Если честно сказать (а умельцев говорить по-другому что ни день убывало), не одни научные отцы и дети занялись сведением счетов. На поверку оказывалось, что правда — отнюдь не безобидная штука. Даже, может быть, ее следовало приравнять к веществам особо опасным, обращаться с коими надобно с осторожностью и сноровкой. Как сострил Теракян, на сосуде с этим субстратом надлежит отныне изображать череп и кости.
Он сострил так после того, как Путинцев явился к его сотруднице строго выговорить ей за то, что она-де манкирует. Забывая вовремя получить таблетку, мисс, быть может, того не желая, нарушает чистоту опыта, неужели не ясно. Что же неясного, отвечала сотрудница Теракяна, по старинке называемая Путинцевым «мисс», хотя давно стала миссис, только ничего она не забыла, в сознательно из игры вышла, с нее лично хватит. Витя сильно обеспокоился. Почему? По какой причине? Это был первый случай отказа. «Мое право. И отчета я давать не намерена!..» — «Так-то так, — согласился с ней Витя (вернее, вынужден был согласиться), — но пойми, мне желательно знать…» — «Зря настаиваешь. Я таблетки не приняла, захочу и совру!» Но, немного смягчившись, мисс, она же миссис, поведала, что муженек ее благоверный, оказывается, тоже записался к Путинцеву в опыт, она и не знала. «Ну так в чем криминал?» — не уразумел Путинцев. До тех пор, оказывается, считалось, что мистер вечерами посещает какие-то курсы, занятие через день, а тут открылось, что за курсы на самом деле… «Из-за опыта твоего дурацкого расходимся мы!» И в слезы. Витя это плохо переносил. «Ты бы лучше мне сказала спасибо…» — «Тебе?! Это, интересно, за что же?!» Он пустился было в объяснение по науке, относительно преимуществ честности в жизни, вот тогда Теракян своей остротой его и прервал. Сказанул про череп и кости. В меткости этих слов предстояло еще не раз убедиться, в том числе на собственной шкуре.

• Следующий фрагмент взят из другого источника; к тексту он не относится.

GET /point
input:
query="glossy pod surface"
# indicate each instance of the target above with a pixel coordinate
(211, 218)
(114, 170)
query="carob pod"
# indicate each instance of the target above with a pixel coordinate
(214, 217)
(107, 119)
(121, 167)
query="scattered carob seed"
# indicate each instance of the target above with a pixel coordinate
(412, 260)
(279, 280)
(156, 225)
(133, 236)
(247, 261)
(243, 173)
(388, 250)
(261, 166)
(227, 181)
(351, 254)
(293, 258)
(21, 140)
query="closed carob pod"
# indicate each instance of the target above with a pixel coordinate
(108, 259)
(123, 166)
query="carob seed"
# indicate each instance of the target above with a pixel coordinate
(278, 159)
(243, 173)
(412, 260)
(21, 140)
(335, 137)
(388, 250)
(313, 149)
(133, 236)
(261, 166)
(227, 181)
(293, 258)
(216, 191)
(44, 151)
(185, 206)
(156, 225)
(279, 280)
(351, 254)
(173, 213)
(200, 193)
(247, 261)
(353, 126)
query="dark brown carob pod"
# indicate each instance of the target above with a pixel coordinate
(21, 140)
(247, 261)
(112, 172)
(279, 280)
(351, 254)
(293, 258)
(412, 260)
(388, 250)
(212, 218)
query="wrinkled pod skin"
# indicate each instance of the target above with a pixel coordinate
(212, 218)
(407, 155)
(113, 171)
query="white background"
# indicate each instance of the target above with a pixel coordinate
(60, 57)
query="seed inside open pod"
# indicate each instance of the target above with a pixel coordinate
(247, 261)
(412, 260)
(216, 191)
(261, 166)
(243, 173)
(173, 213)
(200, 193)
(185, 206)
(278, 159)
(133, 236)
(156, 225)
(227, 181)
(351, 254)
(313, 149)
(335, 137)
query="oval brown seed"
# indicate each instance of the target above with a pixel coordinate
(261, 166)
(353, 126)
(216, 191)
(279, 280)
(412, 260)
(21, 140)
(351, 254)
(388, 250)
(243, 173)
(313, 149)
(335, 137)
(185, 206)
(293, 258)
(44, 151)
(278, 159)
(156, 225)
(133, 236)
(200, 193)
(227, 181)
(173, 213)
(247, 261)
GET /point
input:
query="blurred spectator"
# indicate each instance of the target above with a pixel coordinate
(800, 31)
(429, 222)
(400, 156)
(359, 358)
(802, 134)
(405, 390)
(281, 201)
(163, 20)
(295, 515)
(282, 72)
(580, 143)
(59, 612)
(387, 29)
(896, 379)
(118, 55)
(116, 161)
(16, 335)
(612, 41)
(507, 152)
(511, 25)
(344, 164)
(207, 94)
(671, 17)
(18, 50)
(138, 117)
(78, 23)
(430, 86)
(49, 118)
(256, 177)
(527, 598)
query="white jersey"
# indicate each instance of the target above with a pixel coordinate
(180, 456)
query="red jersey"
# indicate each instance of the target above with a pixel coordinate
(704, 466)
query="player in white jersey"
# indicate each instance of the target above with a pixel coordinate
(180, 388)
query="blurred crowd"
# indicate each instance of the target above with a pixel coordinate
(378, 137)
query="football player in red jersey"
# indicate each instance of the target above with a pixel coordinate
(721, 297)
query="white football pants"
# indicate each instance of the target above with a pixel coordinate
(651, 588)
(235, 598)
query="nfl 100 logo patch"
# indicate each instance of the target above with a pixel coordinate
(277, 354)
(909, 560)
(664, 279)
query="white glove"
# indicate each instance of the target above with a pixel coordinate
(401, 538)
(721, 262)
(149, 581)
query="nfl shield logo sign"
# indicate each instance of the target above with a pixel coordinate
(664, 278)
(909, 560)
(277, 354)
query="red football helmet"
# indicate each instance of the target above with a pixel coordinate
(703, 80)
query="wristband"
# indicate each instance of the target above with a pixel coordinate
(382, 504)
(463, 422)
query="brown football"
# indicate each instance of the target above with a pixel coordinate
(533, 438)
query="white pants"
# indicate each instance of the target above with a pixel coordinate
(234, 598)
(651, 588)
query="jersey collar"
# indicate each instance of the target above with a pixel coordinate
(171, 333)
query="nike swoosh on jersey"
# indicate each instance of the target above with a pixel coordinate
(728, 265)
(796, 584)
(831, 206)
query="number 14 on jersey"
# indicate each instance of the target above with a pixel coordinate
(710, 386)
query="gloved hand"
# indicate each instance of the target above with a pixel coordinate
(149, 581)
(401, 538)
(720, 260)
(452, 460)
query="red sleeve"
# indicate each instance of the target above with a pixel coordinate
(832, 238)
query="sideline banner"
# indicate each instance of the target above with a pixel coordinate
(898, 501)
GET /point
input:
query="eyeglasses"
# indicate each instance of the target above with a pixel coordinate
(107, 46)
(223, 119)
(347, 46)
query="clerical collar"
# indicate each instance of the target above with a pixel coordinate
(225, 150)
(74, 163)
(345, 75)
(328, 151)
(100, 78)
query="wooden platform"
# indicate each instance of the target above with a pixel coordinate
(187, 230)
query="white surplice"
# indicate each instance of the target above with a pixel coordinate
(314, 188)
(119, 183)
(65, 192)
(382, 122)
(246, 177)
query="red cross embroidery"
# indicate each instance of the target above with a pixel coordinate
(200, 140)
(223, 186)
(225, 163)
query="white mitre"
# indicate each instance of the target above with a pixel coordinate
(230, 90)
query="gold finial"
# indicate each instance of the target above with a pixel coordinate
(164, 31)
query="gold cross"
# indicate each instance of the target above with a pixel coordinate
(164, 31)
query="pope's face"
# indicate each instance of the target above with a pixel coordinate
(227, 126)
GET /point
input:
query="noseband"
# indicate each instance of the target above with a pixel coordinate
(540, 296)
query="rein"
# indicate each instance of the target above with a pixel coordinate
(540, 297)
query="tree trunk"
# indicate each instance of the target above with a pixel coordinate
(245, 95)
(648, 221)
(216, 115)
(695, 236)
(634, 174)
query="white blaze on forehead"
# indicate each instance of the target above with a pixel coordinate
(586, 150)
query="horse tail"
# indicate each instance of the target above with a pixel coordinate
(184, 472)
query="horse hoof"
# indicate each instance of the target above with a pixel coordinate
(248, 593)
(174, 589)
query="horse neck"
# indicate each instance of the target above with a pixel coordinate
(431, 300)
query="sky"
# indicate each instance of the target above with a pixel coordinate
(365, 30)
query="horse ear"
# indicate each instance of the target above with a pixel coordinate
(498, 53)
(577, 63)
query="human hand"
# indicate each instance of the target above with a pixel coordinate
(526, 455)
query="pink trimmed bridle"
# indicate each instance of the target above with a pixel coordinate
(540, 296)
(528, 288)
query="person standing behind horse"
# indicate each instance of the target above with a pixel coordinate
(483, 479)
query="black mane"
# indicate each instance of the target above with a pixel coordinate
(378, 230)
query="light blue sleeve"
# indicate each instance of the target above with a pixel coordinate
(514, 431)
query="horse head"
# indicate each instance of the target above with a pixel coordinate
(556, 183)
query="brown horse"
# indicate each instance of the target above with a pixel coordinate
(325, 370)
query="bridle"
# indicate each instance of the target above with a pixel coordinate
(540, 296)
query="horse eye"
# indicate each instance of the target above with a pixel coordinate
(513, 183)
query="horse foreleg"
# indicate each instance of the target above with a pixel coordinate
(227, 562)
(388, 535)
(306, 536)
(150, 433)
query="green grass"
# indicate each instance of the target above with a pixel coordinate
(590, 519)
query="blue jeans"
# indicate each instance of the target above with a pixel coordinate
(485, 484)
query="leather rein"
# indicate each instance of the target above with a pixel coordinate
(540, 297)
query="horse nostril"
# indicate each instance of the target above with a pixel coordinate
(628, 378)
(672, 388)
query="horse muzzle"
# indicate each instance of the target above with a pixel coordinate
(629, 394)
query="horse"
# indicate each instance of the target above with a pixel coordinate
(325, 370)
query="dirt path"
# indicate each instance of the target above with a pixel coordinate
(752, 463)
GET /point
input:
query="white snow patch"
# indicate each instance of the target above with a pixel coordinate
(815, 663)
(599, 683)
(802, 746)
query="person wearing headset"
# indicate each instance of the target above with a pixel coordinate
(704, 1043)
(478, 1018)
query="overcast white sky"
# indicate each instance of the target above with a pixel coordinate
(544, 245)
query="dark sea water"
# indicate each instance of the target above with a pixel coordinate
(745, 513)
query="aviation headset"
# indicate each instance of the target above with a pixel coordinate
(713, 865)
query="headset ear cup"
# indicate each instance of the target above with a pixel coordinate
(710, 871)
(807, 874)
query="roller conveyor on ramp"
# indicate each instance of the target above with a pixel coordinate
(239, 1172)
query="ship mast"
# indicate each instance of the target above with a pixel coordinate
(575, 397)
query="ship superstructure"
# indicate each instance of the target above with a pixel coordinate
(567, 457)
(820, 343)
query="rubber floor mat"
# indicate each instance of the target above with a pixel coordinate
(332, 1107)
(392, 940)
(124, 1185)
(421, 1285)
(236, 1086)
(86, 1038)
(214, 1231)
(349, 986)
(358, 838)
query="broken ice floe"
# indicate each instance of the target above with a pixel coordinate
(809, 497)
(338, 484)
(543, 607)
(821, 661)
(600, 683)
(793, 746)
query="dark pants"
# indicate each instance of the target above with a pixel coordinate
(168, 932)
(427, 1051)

Наблюдатель, экспериментатор, до поры до времени он взирал на происходящее, как в микроскоп, с неподдельным, захватывающим интересом, однако же трезво и несколько отстраненно, олимпийцу подобно. Наблюдатель обязан фиксировать факты, для достоверности выводов набирая статистику. И в принципе мало что изменялось оттого, что под нацеленным окуляром на предметном стекле не молекулы, не инфузории корчились, в человеческие экземпляры. Так, во всяком случае до некоего момента, полагал научный сотрудник В. Путинцев. Представления эти, были, однако, поколеблены, и весьма ощутимо, стоило лишь самому попасть под прицел. Подопытные коллеги откровенности не стеснялись. Довелось-таки кое-что услыхать о себе. Так, по общему мнению, Витя был везунчик, счастливчик, а согласно законам сохранения (интересно, чего?) счастье одного, оно строится на несчастье другого. И за тем, что ему удается резвиться в науке, как форели в чистом горном ручье, проступает согбенная тень труженика, изнывающего под поклажей. Он открыл, что коллеги завидовали ему… Неужели правда, добавок к прочему, непременно должна быть горька? Он когда-нибудь отлынивал от положенной порции груза? То, что названо «резвостью», разве это взамен, разве это не сверх распределенной нагрузки?! Кому много дано, с того много и спросится, поясняли ему, и тогда к ощущению горечи примешивался медовый привкус.
Горьким медом повеяло и от признания Юленьки В.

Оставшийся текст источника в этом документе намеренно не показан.